In conjunction with the merger, Crestwood Midstream entered into an amended and restated credit agreement Sept. 30.

The agreement established a $1.5 billion revolving credit facility. The five-year credit facility will be available to fund Crestwood’s on-going working capital and capital requirements.

With the merger complete, Crestwood is well positioned in 2016 and beyond to expand its business through long-term infrastructure investments, said Robert G. Phillips, chairman, president and CEO of Crestwood.

"We believe the merged partnership will be better positioned to create long-term value for our unitholders with the simplified structure and lower costs that result from the combination,” Phillips said in a statement.

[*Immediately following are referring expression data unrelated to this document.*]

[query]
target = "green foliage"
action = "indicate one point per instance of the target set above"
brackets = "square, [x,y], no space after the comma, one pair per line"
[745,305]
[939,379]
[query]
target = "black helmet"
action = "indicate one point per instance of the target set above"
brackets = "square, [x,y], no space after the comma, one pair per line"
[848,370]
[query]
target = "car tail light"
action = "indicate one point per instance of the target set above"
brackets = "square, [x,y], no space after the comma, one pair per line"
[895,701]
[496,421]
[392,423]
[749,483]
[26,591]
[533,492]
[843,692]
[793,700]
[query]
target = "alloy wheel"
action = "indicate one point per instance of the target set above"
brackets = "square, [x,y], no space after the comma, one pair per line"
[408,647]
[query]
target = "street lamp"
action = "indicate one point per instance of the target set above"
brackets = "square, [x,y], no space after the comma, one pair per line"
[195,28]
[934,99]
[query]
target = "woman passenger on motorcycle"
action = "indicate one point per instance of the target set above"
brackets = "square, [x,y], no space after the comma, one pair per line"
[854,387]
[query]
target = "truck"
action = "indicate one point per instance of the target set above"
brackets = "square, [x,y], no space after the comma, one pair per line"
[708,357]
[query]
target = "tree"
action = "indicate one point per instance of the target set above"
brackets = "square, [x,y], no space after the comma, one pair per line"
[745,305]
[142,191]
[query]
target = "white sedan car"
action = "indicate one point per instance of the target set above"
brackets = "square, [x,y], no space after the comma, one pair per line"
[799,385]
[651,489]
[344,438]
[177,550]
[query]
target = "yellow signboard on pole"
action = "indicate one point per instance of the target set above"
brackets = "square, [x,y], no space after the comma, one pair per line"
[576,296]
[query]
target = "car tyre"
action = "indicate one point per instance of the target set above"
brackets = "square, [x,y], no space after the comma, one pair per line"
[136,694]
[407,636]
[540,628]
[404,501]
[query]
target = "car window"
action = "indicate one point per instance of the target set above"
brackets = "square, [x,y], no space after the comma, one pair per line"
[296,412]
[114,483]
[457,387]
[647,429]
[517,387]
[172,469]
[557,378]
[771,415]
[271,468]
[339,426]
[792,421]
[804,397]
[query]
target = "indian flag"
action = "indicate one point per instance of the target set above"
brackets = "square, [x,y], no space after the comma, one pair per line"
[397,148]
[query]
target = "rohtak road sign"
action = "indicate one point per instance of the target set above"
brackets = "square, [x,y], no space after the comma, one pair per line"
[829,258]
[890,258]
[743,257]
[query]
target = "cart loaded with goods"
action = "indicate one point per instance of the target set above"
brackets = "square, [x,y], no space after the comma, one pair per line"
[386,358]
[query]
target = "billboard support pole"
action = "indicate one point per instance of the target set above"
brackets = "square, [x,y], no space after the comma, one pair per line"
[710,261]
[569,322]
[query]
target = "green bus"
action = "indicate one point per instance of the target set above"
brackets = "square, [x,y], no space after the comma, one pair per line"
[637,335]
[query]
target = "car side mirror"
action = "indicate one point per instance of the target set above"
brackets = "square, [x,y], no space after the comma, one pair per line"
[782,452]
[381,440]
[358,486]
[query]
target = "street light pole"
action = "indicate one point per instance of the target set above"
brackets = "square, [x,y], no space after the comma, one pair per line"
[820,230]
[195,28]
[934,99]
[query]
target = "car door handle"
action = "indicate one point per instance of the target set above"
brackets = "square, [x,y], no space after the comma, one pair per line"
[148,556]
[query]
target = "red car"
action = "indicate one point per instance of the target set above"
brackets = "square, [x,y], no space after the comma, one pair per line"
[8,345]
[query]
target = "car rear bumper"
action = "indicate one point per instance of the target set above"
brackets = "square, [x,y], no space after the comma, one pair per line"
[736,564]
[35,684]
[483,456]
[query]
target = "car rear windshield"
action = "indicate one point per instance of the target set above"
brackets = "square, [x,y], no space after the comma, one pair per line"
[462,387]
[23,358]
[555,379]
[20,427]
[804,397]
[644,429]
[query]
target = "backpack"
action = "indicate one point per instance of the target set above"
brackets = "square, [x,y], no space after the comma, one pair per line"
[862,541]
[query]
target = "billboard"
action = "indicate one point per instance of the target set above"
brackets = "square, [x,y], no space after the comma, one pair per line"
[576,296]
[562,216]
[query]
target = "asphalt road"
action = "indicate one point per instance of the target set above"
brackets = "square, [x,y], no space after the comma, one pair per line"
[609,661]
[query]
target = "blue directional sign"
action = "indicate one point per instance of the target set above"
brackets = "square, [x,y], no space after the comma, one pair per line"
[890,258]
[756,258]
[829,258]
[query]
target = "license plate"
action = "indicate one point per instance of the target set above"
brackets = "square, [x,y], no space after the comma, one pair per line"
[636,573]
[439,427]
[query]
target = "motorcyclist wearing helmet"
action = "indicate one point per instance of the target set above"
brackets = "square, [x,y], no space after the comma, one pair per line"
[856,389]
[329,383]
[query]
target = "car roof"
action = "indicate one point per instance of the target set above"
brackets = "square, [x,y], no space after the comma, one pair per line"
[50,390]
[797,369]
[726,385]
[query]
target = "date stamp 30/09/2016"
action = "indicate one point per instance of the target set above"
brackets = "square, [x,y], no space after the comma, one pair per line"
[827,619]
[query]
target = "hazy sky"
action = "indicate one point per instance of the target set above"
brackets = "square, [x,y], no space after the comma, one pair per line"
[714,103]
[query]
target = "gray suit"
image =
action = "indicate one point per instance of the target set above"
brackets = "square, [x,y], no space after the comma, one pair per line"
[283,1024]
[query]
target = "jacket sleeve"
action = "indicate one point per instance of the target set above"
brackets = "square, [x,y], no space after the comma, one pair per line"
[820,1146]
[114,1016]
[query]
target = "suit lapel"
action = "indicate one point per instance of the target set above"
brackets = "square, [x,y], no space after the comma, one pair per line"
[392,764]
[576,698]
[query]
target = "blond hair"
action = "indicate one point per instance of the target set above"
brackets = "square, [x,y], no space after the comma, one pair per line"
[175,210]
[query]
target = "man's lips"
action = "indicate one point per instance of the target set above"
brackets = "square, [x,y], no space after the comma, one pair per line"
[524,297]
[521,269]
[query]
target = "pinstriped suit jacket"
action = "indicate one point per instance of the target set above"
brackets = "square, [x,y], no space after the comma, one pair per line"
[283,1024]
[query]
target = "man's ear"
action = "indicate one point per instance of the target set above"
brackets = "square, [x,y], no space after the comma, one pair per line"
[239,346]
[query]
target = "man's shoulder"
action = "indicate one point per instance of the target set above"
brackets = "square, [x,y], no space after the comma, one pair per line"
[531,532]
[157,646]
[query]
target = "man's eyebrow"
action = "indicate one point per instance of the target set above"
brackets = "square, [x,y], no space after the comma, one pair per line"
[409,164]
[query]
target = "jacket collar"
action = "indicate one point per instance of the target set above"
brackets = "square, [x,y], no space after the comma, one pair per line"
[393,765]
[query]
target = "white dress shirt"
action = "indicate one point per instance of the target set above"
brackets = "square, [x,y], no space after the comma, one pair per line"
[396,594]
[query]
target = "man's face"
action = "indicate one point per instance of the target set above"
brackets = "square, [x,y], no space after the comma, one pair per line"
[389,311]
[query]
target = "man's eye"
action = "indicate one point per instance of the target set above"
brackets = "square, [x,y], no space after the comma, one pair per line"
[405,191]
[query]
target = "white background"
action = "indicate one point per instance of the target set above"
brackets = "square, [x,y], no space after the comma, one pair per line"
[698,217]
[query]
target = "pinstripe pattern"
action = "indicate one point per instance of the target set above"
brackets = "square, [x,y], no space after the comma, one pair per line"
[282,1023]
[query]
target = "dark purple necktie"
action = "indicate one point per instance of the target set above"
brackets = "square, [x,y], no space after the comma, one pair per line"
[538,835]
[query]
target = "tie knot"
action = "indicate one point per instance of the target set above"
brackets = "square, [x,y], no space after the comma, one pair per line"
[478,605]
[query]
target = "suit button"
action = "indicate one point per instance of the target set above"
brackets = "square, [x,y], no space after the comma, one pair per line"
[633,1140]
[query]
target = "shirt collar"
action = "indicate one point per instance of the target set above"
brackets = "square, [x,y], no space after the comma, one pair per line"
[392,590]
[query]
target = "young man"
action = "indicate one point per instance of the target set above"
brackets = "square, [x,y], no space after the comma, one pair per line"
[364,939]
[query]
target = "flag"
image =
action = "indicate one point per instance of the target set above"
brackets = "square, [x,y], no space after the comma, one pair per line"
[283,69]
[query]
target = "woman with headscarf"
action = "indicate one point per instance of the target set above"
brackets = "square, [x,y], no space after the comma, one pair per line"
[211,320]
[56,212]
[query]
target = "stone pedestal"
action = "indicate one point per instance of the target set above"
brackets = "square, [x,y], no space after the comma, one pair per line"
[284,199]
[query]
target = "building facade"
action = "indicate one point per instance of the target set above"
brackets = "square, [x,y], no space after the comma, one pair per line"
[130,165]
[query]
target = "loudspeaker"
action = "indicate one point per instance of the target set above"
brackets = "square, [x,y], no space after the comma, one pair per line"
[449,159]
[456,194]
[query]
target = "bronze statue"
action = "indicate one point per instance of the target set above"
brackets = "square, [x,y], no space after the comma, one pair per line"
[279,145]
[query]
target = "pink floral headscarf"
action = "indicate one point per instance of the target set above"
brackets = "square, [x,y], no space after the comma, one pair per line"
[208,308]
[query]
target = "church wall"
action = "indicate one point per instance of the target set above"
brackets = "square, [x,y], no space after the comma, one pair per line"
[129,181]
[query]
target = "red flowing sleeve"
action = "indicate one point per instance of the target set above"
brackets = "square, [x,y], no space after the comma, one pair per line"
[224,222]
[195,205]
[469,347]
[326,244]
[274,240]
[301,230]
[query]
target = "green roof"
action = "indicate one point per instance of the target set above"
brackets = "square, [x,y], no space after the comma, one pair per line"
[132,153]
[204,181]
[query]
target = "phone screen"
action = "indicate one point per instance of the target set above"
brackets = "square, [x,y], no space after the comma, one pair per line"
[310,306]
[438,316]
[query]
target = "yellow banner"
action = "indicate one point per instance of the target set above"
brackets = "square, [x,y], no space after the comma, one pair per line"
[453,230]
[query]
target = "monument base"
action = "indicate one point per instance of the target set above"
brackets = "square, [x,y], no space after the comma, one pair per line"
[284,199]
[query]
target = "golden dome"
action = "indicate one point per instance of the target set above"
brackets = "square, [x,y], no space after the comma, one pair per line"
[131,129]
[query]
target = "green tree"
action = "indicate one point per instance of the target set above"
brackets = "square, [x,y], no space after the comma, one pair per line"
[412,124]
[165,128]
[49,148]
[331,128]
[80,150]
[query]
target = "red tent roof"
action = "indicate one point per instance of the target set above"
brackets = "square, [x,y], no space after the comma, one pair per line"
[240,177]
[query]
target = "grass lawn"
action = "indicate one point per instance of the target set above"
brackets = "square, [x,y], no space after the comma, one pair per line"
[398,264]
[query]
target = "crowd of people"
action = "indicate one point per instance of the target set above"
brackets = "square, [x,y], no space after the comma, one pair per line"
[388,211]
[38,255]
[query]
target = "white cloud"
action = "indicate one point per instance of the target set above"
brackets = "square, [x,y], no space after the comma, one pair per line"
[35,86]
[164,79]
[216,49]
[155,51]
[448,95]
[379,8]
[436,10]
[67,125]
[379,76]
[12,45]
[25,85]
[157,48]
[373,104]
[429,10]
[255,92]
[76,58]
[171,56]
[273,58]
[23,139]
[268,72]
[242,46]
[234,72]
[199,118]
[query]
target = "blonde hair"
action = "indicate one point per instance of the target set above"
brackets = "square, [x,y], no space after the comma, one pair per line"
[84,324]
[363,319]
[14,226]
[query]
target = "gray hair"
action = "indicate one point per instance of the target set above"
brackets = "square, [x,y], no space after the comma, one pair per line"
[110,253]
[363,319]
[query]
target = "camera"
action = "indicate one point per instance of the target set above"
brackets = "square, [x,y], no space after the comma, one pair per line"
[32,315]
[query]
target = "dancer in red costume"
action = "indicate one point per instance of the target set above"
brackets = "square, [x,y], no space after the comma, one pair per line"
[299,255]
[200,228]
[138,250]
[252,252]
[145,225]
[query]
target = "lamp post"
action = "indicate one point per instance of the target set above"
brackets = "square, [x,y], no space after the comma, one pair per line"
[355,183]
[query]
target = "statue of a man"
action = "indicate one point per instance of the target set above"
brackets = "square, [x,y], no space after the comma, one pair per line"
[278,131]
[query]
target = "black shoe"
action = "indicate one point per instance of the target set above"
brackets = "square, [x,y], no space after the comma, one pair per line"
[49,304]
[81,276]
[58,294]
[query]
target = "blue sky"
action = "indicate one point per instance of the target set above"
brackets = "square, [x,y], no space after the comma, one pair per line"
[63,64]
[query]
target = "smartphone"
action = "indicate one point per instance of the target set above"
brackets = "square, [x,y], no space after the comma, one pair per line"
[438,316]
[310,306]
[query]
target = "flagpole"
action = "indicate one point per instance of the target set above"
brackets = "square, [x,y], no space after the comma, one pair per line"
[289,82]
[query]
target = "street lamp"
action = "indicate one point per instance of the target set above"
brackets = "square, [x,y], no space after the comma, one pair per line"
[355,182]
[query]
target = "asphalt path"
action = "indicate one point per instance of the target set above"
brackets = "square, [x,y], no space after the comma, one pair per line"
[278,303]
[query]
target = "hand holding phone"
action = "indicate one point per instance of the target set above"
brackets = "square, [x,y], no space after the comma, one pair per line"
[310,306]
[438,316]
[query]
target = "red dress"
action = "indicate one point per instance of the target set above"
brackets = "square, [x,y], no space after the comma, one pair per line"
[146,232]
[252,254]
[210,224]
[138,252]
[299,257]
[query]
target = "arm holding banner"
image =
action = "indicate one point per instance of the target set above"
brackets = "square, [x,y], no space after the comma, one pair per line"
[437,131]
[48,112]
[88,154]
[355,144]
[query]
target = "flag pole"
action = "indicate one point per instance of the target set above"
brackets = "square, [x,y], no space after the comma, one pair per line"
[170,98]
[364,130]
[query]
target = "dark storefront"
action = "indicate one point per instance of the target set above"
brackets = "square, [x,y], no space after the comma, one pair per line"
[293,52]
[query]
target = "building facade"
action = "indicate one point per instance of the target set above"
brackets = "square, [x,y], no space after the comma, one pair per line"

First Reserve, the Greenwich, Conn.-based equity investment firm, is the substantial owner of Crestwood's general partner.

"We know it is a difficult period for the energy industry, but we remain committed to assisting in the growth and development of Crestwood’s operating platform, which First Reserve believes is located in some of the most prolific shale plays in the U.S.," said Michael France, managing director of First Reserve, in a statement.

Crestwood owns and operates midstream assets serving producers across the Marcellus, Bakken, Eagle Ford, Permian Basin, Powder River Basin Niobrara, Utica, Barnett, Fayetteville and Haynesville shale plays. Its operations include: natural gas gathering, compression, treating, processing, storage and transportation; NGL storage, logistics and marketing; and crude oil gathering, storage, terminating and marketing.

The closing followed approval of the merger by Crestwood Midstream’s unitholders.

Crestwood Equity’s common units will continue to trade on the New York Stock Exchange (NYSE) under the symbol CEQP. Crestwood Midstream’s common units will cease to be traded on the NYSE after the close of business on Sept. 30.